For 3. Start by trimming and cooking a bunch of asparagus as I did for the Asparagus and eggs. Drain them and cut them into thirds. Save some of the best tips for garnish. Keep the rest warm in the oven sprinkled with Gruyere cheese – a tablespoon per person. Make the omelettes using 6 eggs exactly how I did previously when I cooked mushroom omelettes. Add a third of the asparagus and to the centre and serve with a nice salad.
Make a vinaigrette from olive oil and cider vinegar in a ratio of 3:1, a teaspoon of Dijon mustard, salt, pepper, sugar and a small clove of finely chopped garlic.

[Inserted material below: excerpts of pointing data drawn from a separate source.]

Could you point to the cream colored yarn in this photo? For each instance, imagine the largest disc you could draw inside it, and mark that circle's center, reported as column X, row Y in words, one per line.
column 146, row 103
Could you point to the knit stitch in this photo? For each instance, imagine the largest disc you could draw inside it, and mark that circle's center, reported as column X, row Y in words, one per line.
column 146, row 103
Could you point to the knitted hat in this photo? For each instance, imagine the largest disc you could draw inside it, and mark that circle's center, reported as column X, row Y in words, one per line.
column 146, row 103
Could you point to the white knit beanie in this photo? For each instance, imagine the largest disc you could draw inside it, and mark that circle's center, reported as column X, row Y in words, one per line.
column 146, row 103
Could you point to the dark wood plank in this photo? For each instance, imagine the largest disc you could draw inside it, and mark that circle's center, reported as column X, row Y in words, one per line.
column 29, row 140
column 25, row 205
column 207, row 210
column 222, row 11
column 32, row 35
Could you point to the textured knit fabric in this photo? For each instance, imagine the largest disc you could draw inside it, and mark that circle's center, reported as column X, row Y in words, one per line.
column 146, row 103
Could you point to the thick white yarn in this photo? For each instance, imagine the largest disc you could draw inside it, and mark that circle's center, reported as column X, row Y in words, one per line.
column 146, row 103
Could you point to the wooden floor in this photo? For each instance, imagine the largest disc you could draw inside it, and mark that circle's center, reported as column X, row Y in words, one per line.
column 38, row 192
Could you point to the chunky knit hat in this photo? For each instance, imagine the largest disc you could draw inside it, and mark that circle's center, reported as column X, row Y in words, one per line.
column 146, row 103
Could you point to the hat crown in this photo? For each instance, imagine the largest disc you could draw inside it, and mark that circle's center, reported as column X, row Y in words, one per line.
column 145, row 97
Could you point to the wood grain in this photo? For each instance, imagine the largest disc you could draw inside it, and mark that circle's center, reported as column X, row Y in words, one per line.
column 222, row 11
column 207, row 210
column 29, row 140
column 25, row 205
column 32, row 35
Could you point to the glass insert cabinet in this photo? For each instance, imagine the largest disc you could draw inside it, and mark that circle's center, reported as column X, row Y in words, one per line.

#57 Asparagus Omelette 6.5/10. A very nice omelette, but oddly I preferred the asparagus and eggs I made earlier in the month. Not sure why, because the ingredients are essentially the same.
The other travesty is that I have not cooked any this year, and there are a few asparagus-based recipes in English Food. (#55) Asparagus and eggs made use of the left over eggs from the almond tart I’d made previously, plus Greg and I were slightly hungover and scrambled eggs, as far as I’m concerned, are one of the best cures for such a malaise.
For two: Remove the woody bits from about 6 ounces of asparagus. To do this with minimal waste, just hold the asparagus spear in your hands and allow it to snap near the base end, this is the natural breaking point between woody stalk and tender spear. Boil them in just an inch or so of well-salted water for 2 to 4 minutes, depending on thickness. Do not overcook! Test them with a knife if you’re not sure. Salt is a must with any green vegetable as, apart from improving the flavour, it makes the colour much more vivid (also, don’t cover the pan for the same reason). Drain them and keep them warm. Toast some brown bread and butter it well. Keep that warm too. Make some scrambled eggs, using 4 of the lovelies, a tablespoon of butter and plenty of salt and pepper. Stop cooking the eggs before they are ready as the carry on cooking in the pan. I prefer them soft, creamy and pourable, but I know that makes some people want to vom, but please don’t overdo them. Place two-thirds of the asparagus on the toast, spoon over the eggs, and using your best artistic flare, stylishly place the rest of the spears on top. Scoff.
#55 Asparagus and eggs – 7/10. Simple yet effective. It displays the richness of the eggs, and the sweet but slightly astringent taste of the asparagus. Plus it takes only a few minutes to make. Very good.